Applied Course | Mock GATE | Test 1 | Question: 30

Question

Consider the following program code, where pow() is the exponentiation function.

f (int n)
{
    if (n <= 1) return 1;
    return f(n-1) + g(n) + g(pow(2, n-1));
}

g (int n)
{
    if (n <= 1) return 1;
    return 1 + g(n/2);
}

What is the worst-case time complexity of $f(n)$?

• A. $O(2^n)$
• B. $O(n^2)$
• C. $O(2^n \log (n))$
• D. $O( \log ^n (n))$

Comments

$f(n)=f(n-1)+g(n)+g(2^{n-1})$

---

$g(n) = g(n/2)+1$

=> $g(n) = \Theta (logn)$ //Master Theorem

 

$g(2^{n-1})=g(2^{n-2})+1$

This will stop when value = 1, which is possible when the exponent reaches 0. So, we'll keep subtracting 1 from n till it reaches 0. => $\Theta (n)$

---

So,

$f(n)=f(n-1)+\Theta (logn)+\Theta (n)$

=> $f(n)=f(n-1)+ n$

=> $f(n)=O(n^2)$

 

Sorry, don't know how to solve it formally. :(

Answer 1

$\begin{array}{ll} T^1(n) & = T^1( \frac{n}{2})+\theta (1) \\ T^1(n) & = O( \log_2 n) \dots (1) \\ T(n) & = T(n-1)+T^1(n) +T^1(2^n) \\ \Leftrightarrow T(n) & = T(n-1)+O( \log_2 n ) +O(n) \text{Using 1} \\ T(n) & = \Sigma_{i=1}^n O(i) + \Sigma_{i=1}^n O( \log i) \\ & = O(n^2)+O( \log n!) \\ & = O(n^2)+O( \log_n n) \\ & = O(n^2)+O( n \log n) \\ & = O(n^2) \end{array}$
So option B is correct.

Comments

@Applied Course either you or only god knows that what logic you're applying in your explanations? perhaps you don't know the definition of big-oh, all options are correct :/

Answer 2

@Arjun

Sir can you please verify my answer

from observation we can say time complexity of g(n) is O(log n)
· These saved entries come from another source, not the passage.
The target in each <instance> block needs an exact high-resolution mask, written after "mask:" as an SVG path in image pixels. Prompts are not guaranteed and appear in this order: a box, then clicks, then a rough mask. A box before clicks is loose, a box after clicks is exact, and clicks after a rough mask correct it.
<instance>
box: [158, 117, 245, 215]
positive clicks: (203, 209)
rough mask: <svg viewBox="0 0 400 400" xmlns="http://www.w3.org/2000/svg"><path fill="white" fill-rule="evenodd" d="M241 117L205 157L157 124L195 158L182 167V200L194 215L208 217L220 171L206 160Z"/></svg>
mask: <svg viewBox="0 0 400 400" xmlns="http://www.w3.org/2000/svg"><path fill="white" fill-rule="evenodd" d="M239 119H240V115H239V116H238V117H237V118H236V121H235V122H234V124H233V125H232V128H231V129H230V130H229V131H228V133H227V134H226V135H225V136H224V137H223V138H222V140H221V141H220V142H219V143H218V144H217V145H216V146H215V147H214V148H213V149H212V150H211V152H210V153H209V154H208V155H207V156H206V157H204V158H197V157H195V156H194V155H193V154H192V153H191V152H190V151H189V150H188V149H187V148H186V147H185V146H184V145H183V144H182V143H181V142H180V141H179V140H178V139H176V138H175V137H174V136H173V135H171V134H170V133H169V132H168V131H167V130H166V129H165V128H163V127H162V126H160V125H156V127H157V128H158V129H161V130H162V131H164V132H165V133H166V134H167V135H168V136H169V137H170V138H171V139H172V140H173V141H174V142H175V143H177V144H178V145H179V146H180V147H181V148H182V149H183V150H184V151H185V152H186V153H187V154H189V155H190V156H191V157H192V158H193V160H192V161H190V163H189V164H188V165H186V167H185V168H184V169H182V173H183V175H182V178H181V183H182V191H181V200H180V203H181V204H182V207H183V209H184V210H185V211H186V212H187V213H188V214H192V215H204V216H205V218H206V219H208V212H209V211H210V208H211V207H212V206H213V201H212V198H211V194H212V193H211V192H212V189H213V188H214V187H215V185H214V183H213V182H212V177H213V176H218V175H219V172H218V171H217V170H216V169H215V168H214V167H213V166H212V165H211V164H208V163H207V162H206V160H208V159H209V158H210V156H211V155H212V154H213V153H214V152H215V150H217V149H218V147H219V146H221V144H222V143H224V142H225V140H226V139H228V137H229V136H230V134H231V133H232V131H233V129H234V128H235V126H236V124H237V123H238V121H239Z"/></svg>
hence time complexity for g($2^{n-1}$) will be O(log($2^{n-1}$)) = O(n)

Now

f(n-1) + g(n) + g(pow(2, n-1));

this statement will be called n times

                        f(n-1)                                                   + g(n)                                                 + g(pow(2, n-1));

        Not doing any work                                                 O(log n)                                               O(n)

hence overall                                                    max(    n times x O(log n)                        ,       n times x O(n))

hecne times complexity is O($n^{2}$)